I am an old TC racer that used to run at Larry's and Rider's parking lot races dying to get back into it, but all I see locally are off road. Where do Detroiters go to race, Hobby Stop West? Revolution? CEFX? 
I saw the HSW flier on here, will there be TC racing beyond March? I don't even have my car yet. 
Thanks in advance I am anxious to run again!


----------



## T Tom (Jun 5, 2009)

*Detroit Area Onroad*

I sure hope something pops up out of the woodwork !!


----------



## mrbighead (Dec 17, 2008)

snaggy said:


> I am an old TC racer that used to run at Larry's and Rider's parking lot races dying to get back into it, but all I see locally are off road. Where do Detroiters go to race, Hobby Stop West? Revolution? CEFX?
> I saw the HSW flier on here, will there be TC racing beyond March? I don't even have my car yet.
> Thanks in advance I am anxious to run again!

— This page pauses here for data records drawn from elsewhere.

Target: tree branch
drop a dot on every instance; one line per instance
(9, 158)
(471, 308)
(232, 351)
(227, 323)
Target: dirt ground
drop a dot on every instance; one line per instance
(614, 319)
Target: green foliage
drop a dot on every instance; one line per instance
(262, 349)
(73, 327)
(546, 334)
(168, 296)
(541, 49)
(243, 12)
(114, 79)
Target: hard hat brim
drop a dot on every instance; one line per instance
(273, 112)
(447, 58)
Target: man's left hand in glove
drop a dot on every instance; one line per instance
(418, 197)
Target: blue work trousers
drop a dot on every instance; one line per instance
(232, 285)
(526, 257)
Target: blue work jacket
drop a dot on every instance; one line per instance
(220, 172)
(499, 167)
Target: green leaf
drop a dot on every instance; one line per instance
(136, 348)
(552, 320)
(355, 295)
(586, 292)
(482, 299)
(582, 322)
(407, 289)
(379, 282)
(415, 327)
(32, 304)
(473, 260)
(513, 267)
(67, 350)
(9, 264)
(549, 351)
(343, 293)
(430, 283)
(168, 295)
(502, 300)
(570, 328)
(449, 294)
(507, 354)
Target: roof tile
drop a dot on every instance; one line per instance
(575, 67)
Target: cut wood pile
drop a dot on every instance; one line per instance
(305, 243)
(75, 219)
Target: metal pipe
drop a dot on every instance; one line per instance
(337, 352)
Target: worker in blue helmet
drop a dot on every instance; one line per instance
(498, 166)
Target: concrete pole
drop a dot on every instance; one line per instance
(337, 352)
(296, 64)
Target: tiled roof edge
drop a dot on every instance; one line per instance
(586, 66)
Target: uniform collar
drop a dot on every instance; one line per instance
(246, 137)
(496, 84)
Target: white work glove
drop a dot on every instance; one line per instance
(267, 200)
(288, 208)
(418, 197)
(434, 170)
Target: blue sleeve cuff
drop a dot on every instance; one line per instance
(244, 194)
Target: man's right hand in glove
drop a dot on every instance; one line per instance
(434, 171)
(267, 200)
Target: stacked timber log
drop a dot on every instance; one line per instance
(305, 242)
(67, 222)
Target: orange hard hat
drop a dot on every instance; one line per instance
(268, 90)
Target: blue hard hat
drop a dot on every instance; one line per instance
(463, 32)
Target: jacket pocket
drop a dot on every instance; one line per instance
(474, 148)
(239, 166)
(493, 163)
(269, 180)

Ever one from Detroit that race onroad is going to hobby stop west on Sunday.. You can find more infomation on their facebook they are in a new location.
Shopping & Retail · Sports Venue & Stadium 
2726 Woodville Road #3, Northwood, OH.
(419) 471-1108


----------



## CarbonJoe (Jun 29, 2006)

Several of the Detroit area racers show up at The Gate in Brunswick, Oh. More info here:

http://www.norcarracing.com/

and this thread on HT: http://www.hobbytalk.com/bbs1/showthread.php?t=386284


----------



## johnny lee (Sep 24, 2010)

*where's waldo*

we go down to hobby stop west in toledo, occasionally action hobbies in ontario, canada, and we are looking to go to lou's speedway further in canada.


----------



## Speed Freak RC (Jan 3, 2013)

I know we are north of Detroit (Flint area) but we are parking lot racing in Flushing. See our thread in this forum (Riverview R/C Racing)


----------



## rickardracing (Oct 12, 2005)

TC racing in the immediate Metro Deetroit area is pretty much extinct. Too bad, I remember when there were too many tracks.


----------